Removing Oily Soils
Oily soils are removed in different ways. Some oily soils are light enough to be emulsified in water-based detergents. Other oily soils may be too heavy for detergents to be effective in removing them. These heavier soils can be dissolved with oil-based solvents.
Emulsifying Oily Soils with Detergents
Can we put something into water to help us clean oily soils? Yes - detergents! Water-based detergents are able to dissolve in water, but they are also able to attach to oily soils. Detergents pull the oily soils away from the surface, so we can extract the soils with the detergent.
Detergent molecules are made so that they have a water-loving head and an oil-loving tail.
The makeup of the tail of a detergent molecule is similar to the makeup of oil, gasoline, grease, and animal fats. The detergent's tail will dissolve substances similar to grease and oil. The head of the detergent molecule breaks oily soils apart and the head pulls them into the water, creating an emulsion.

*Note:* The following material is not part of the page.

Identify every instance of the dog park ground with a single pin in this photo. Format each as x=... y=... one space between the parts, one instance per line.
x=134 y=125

An emulsion means that the detergent acts as a connecting link between oil and water molecules, allowing them to be mixed evenly through the cleaning solution. The cleaning solution can then be rinsed out along with the emulsified soils.
Detergents have some drawbacks. If they are not rinsed thoroughly, they leave a sticky residue. Also, when detergents combine with hard water (water that contains minerals, such as calcium or magnesium), they make a salt. These salts will not dissolve in water, so they slow down the cleaning action of the detergent and form a scum.